Name, Hometown, School, Major: Thomas Timberlake, Berkeley, CA/New York, NY, COLLEGE, Sustainable Development

Claim to Fame: Member of the Columbia University Rugby Football Club for the past 3 years, president in 2011. I also get recognized all the time for fitted hat and camo vest swag.

Where are you going? Back home to 109th Street, chill with the roommates (aka my parents). Eventually I’m going to get a job, but I may delay that by moving to Tahoe to shred fresh snow and keep it extra buttery before global warming ruins that opportunity.

Three things you learned at Columbia:

  1. Don’t spread yourself thin with the activities.
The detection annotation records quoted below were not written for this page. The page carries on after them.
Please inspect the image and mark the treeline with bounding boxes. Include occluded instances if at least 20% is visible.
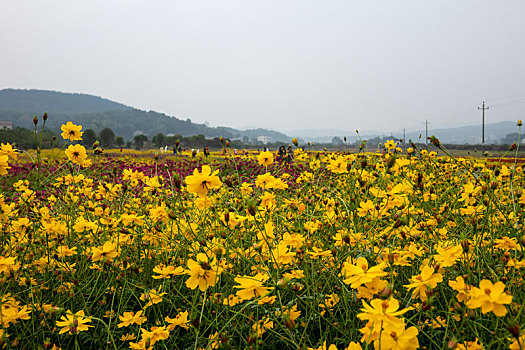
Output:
[0,127,246,149]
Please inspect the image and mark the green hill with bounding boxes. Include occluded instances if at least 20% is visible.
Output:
[0,89,290,142]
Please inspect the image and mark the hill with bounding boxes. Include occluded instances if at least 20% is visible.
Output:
[0,89,290,142]
[0,89,132,114]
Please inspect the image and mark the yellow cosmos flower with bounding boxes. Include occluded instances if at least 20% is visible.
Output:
[57,310,93,334]
[117,310,148,328]
[342,257,387,288]
[233,273,273,300]
[257,151,273,166]
[164,311,190,331]
[186,253,222,292]
[467,280,512,317]
[405,265,443,301]
[186,165,222,196]
[66,145,87,165]
[0,143,18,159]
[357,298,408,326]
[92,241,118,261]
[153,265,184,280]
[327,156,348,174]
[376,325,419,350]
[0,155,11,175]
[61,122,84,141]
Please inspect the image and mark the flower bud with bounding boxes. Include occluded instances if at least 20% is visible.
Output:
[507,323,520,339]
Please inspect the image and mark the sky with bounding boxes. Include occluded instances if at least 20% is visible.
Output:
[0,0,525,132]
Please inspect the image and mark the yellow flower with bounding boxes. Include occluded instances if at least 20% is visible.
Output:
[66,144,87,165]
[448,276,470,302]
[342,257,387,288]
[0,143,18,159]
[164,311,190,331]
[405,265,443,301]
[139,286,167,308]
[255,173,275,190]
[234,273,273,300]
[434,244,463,267]
[61,122,84,141]
[186,165,222,196]
[467,280,512,317]
[257,151,273,166]
[91,241,118,261]
[186,253,222,292]
[357,298,408,326]
[357,199,375,217]
[252,316,273,338]
[327,156,348,174]
[376,325,419,350]
[57,310,93,334]
[0,154,11,175]
[117,310,148,328]
[153,265,184,280]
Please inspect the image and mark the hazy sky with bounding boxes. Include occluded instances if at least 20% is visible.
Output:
[0,0,525,132]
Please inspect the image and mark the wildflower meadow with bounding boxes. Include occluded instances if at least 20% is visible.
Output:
[0,116,525,350]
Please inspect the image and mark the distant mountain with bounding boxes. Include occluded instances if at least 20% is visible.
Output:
[0,89,290,142]
[404,121,518,144]
[288,121,517,144]
[0,89,132,114]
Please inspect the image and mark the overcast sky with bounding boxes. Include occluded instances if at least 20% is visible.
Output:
[0,0,525,132]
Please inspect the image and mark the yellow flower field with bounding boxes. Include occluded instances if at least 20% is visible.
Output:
[0,123,525,350]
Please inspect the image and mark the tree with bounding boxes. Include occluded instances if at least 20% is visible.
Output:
[82,129,97,147]
[100,128,115,147]
[133,134,148,149]
[115,136,124,147]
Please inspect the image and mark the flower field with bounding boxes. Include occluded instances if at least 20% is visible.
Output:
[0,123,525,350]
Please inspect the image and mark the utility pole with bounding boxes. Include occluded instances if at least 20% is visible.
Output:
[478,101,489,152]
[425,119,428,149]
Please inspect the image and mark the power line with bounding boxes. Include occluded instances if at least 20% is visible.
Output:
[425,119,428,147]
[478,101,489,151]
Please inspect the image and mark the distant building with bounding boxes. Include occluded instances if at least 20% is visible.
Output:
[0,120,13,130]
[257,135,272,145]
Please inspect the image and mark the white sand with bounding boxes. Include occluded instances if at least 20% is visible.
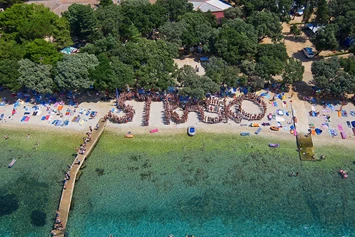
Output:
[0,90,355,149]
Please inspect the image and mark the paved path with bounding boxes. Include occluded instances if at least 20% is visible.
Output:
[54,119,107,236]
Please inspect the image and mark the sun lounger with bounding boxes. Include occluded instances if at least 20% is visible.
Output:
[340,131,346,139]
[7,159,16,168]
[149,128,158,133]
[314,128,323,135]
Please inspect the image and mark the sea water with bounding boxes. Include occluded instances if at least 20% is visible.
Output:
[68,133,355,237]
[0,128,80,237]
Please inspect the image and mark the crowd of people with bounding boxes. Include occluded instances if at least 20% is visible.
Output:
[143,96,152,126]
[105,92,267,126]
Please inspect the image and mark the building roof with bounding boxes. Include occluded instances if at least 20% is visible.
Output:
[189,0,232,12]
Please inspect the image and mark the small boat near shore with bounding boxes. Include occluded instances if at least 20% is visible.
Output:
[240,132,250,137]
[124,132,134,138]
[7,159,16,168]
[187,126,196,137]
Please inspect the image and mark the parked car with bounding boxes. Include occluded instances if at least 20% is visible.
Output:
[302,47,315,58]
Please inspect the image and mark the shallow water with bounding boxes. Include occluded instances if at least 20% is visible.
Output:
[0,130,80,237]
[68,133,355,237]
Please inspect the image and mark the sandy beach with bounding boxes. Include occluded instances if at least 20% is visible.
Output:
[0,91,355,150]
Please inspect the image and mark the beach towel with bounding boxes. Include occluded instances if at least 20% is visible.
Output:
[314,128,323,135]
[149,128,158,133]
[340,132,346,139]
[327,104,335,111]
[341,110,348,117]
[328,129,338,137]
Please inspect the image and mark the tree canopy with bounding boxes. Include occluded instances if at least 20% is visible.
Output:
[312,58,355,96]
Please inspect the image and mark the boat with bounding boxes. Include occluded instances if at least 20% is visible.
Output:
[249,123,259,127]
[270,126,280,131]
[187,126,196,136]
[124,132,134,138]
[267,113,272,120]
[7,159,16,168]
[240,132,250,137]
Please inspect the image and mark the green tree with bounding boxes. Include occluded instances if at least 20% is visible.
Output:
[247,11,282,41]
[0,59,21,91]
[0,4,63,43]
[212,19,258,65]
[62,3,98,41]
[111,57,135,89]
[95,4,124,37]
[18,59,54,93]
[311,58,355,96]
[282,58,304,84]
[178,66,219,99]
[290,25,301,37]
[155,0,193,21]
[224,7,243,19]
[316,0,330,24]
[312,25,339,54]
[54,53,99,90]
[25,39,62,65]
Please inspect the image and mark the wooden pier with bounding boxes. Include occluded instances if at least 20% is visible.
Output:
[52,119,107,237]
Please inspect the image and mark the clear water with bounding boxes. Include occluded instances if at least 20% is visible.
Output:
[0,129,80,237]
[68,133,355,237]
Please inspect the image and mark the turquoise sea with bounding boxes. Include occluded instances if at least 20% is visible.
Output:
[0,132,355,237]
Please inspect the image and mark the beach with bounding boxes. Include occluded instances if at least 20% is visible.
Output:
[0,92,355,237]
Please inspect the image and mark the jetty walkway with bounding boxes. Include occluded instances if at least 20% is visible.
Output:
[51,119,107,237]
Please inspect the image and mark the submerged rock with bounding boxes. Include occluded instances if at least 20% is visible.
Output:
[31,210,46,226]
[0,194,19,216]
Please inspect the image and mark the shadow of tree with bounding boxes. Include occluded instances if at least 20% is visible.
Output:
[284,35,307,43]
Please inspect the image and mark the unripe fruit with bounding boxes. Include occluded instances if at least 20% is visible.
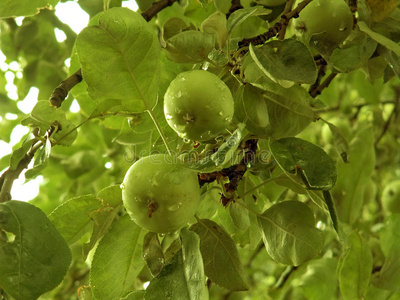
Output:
[164,70,234,141]
[367,0,400,22]
[293,0,353,54]
[121,154,200,233]
[382,179,400,214]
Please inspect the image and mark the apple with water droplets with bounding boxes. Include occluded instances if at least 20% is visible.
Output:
[121,154,200,233]
[164,70,234,141]
[293,0,353,55]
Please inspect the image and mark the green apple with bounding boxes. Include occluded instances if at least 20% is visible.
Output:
[164,70,234,141]
[293,0,353,54]
[121,154,200,233]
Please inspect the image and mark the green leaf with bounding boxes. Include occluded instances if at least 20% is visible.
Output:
[190,219,248,291]
[329,34,377,73]
[200,11,228,49]
[338,231,372,299]
[250,39,318,87]
[76,8,161,112]
[234,84,269,137]
[180,227,208,299]
[180,124,244,173]
[0,201,71,300]
[25,139,51,179]
[49,195,101,245]
[332,124,375,224]
[0,0,59,18]
[269,138,337,190]
[373,214,400,291]
[323,120,350,163]
[226,6,269,33]
[245,63,316,139]
[229,202,250,231]
[293,257,338,300]
[90,215,145,299]
[144,246,208,300]
[21,100,78,146]
[257,201,324,266]
[165,30,215,64]
[143,232,165,276]
[357,21,400,56]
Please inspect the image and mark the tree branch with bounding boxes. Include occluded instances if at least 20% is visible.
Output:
[226,0,243,19]
[238,0,312,48]
[0,0,177,203]
[308,72,337,98]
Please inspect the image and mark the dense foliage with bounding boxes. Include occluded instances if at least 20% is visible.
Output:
[0,0,400,300]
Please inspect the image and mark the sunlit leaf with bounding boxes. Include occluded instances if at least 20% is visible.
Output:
[257,201,324,266]
[90,215,145,299]
[76,8,161,112]
[0,201,71,300]
[190,219,248,291]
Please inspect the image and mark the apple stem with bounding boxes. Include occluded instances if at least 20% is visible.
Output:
[147,109,172,155]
I think that a lot of my peers maintain the whole I-need-to-get-into-college-so-i-should-play-3-sports-do-modelUN-and-sing-songs-and-act-in-plays-and-be-in-cultural-groups-and-learn-the-greek-alphabet attitude that got them here. It may work for some people. However, in my own experience, fully committing to just a few activities you can be really passionate about is a much better strategy for college than joining every organization that gives you a free Starburst on activity day.
  2. You’re not going to understand everyone you go to school with; not everyone is going to understand you. The personalities, senses of humor, styles, and beliefs on the campus are too diverse. Don’t sweat it.
  3. You guys know the scene in the Macklemore x Ryan Lewis “Wings” music video (http://youtu.be/gAg3uMlNyHA?t=3m53s) where the kid is walking home from middle school and the high-schoolers steal his Air Jordan IVs and he has to walk home in socks, but he has a fresh pair of Vs on ice under his bed and so he puts them out? We all have our consumerist vices; sometimes they can be heartbreaking. Every once in a while, rap videos can contain life lessons.

“Back in my day…” 

  • Today’s Electronic Dance Music student DJs were still listening to Nickelback x Nelly mashups. Seriously though, one thing I didn’t learn at Columbia is why people like that kind of music so much.
  • Campbro existed; Mel’s was a sushi place.
  • The Dodge weight room had the old set-up and old plates.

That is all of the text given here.